The council members representing the entire stretch of the 7 line in Queens—Jimmy Van Bramer, Daniel Dromm, Francisco Moya and Peter Koo—spoke to their shock after a piece of rusted metal fell and hit a moving car yesterday at 62nd Street, just two weeks after a wooden beam impaled a car windshield at 65th Street.
The two incidents follow a case of falling tiles from the viaduct in Sunnyside that also pierced through a car windshield in January. In all cases, people were inside the cars, and miraculously avoided serious injury or even death.
The Queens leaders, in a press conference led by Speaker Corey Johnson, said the MTA is far from addressing what was referred to as a “public health crisis,” given the ongoing, alarming instances of falling debris from the line.
“The MTA has stood by idly for far too long while the elevated 7 train infrastructure has crumbled before our eyes,” Johnson said.
The speaker, in light of the latest 7 line fiasco, took the opportunity to once more call for municipal control of the city’s subways and buses, an ambitious plan presented during his State of the City on Tuesday.
“The entire situation is really a sad but perfect metaphor for the MTA’s problems,” he said. “Where is the accountability and where is the urgency? Where is the response when New York City residents demand actions on New York City problems? Basically, where is the MTA?”
The agency had workers at the scene yesterday removing loose metal and debris, which follows a full walk-through inspection of the line the MTA said it conducted after the wooden beam tumbled down from a old supply platform two weeks ago.
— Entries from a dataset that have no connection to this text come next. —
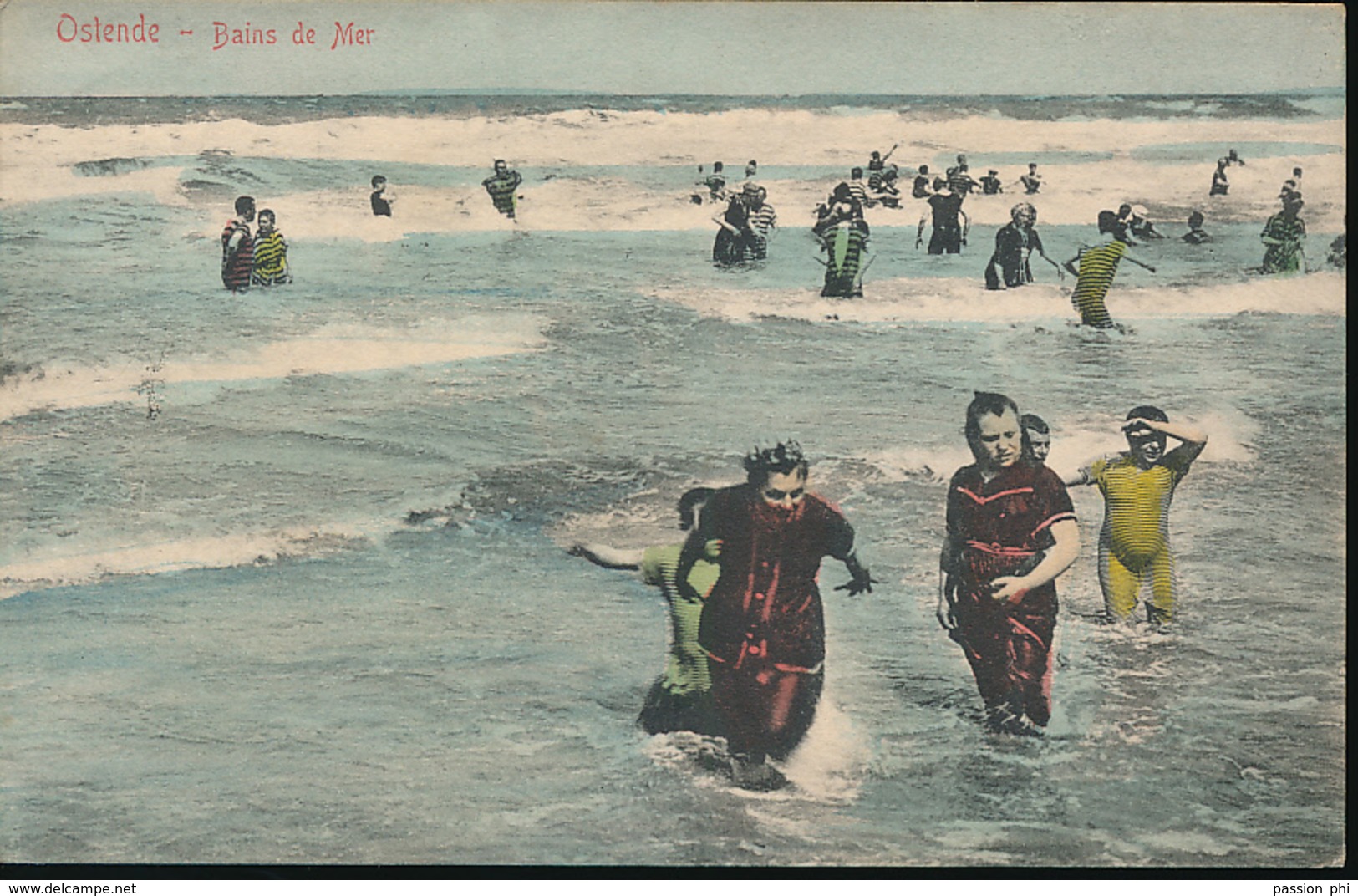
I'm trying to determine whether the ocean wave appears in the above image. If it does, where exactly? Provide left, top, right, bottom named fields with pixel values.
left=648, top=272, right=1347, bottom=328
left=0, top=313, right=545, bottom=420
left=0, top=527, right=369, bottom=600
left=0, top=91, right=1343, bottom=126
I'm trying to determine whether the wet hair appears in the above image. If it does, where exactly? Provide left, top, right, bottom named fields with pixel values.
left=745, top=439, right=811, bottom=486
left=1127, top=405, right=1169, bottom=424
left=678, top=486, right=715, bottom=532
left=964, top=392, right=1019, bottom=461
left=1099, top=209, right=1127, bottom=237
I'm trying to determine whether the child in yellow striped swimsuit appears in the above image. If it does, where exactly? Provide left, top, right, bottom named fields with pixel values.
left=1066, top=405, right=1208, bottom=624
left=250, top=209, right=292, bottom=287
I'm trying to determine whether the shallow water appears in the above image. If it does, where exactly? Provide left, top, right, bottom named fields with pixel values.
left=0, top=94, right=1347, bottom=868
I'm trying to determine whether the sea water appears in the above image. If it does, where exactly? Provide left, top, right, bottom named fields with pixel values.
left=0, top=98, right=1347, bottom=868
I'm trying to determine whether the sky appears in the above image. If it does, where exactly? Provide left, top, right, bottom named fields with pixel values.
left=0, top=0, right=1345, bottom=96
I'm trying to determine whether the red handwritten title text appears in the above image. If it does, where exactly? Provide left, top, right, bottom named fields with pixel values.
left=212, top=22, right=378, bottom=50
left=54, top=14, right=378, bottom=52
left=57, top=13, right=160, bottom=43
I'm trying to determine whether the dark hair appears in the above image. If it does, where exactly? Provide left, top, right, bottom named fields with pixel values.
left=1127, top=405, right=1169, bottom=424
left=964, top=392, right=1019, bottom=461
left=679, top=486, right=715, bottom=531
left=745, top=439, right=811, bottom=485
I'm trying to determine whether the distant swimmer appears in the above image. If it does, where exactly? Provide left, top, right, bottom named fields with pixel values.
left=947, top=155, right=980, bottom=200
left=571, top=489, right=721, bottom=736
left=481, top=159, right=523, bottom=219
left=368, top=174, right=397, bottom=217
left=1117, top=202, right=1165, bottom=240
left=1208, top=156, right=1230, bottom=196
left=1019, top=414, right=1051, bottom=463
left=675, top=441, right=875, bottom=789
left=867, top=143, right=900, bottom=171
left=1180, top=211, right=1212, bottom=246
left=745, top=183, right=778, bottom=261
left=847, top=168, right=876, bottom=208
left=221, top=196, right=254, bottom=292
left=1259, top=193, right=1306, bottom=274
left=867, top=165, right=900, bottom=209
left=986, top=202, right=1066, bottom=289
left=910, top=165, right=933, bottom=200
left=1066, top=211, right=1156, bottom=330
left=937, top=392, right=1080, bottom=737
left=698, top=161, right=726, bottom=202
left=712, top=181, right=762, bottom=267
left=1066, top=405, right=1208, bottom=624
left=812, top=183, right=869, bottom=298
left=915, top=178, right=971, bottom=255
left=250, top=209, right=292, bottom=287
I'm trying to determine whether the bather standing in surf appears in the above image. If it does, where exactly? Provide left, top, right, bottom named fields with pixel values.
left=571, top=489, right=721, bottom=736
left=812, top=183, right=869, bottom=298
left=676, top=443, right=873, bottom=787
left=937, top=392, right=1080, bottom=736
left=1066, top=209, right=1156, bottom=330
left=481, top=159, right=523, bottom=220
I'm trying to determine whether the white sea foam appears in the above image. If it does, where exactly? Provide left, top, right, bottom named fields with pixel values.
left=650, top=272, right=1347, bottom=324
left=0, top=110, right=1345, bottom=239
left=0, top=526, right=371, bottom=600
left=0, top=315, right=543, bottom=420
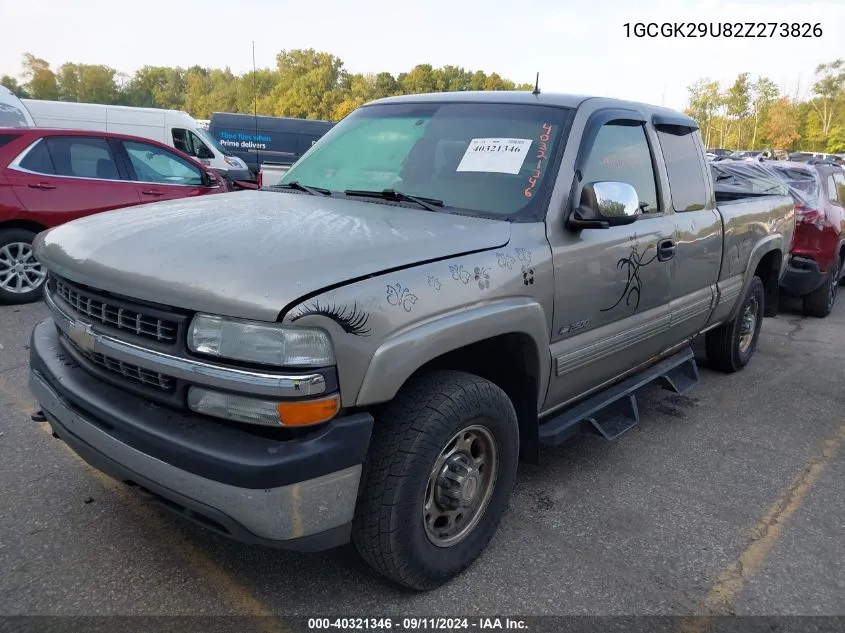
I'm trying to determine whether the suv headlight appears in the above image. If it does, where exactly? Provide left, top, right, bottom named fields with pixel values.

The agency also said at the time of the Feb. 21 incident that it would inspect the entire system for similar platforms setups that could raise issues.
“We inspected the area in detail and have determined it to be safe,” the MTA said. “The safety or our riders, employees and neighbors is paramount, and this was an extremely serious incident that we are taking aggressive action on.”
The MTA also began removing some decorative tiles from the concrete viaduct in late January that were found to be loose “out of an abundance of caution” after the Sunnyside Post’s report.
Despite the agency’s actions, officials say the MTA has not proven that it can be trusted in ensuring the public is safe from repeat cases.
“How are we supposed to have confidence that this isn’t going to happen again?” Van Bramer said, noting that the agency should have set up scaffolding, netting, and other visible barriers between the elevated line and the streets below.
“The only reason people haven’t died yet is luck,” he said.
Dromm and Moya said the MTA has long been difficult to deal with, especially as it relates to getting much-needed fixes on the line.
Parts of the line are currently undergoing and preparing for overhaul projects including paint jobs and repairs—improvements the two officials say only come after years of reports of chunk off lead paint chipping from the stations to the roadway and people below.
“It falls down all the time, every day,” Dromm said about the lead paint chippings. “It doesn’t always make the news.”
Moya said the MTA has long neglected the line, even in light of reports that found the lead in the paint falling from the structure was far above safe levels.
“It’s time to hold their feet to the fire,” he said.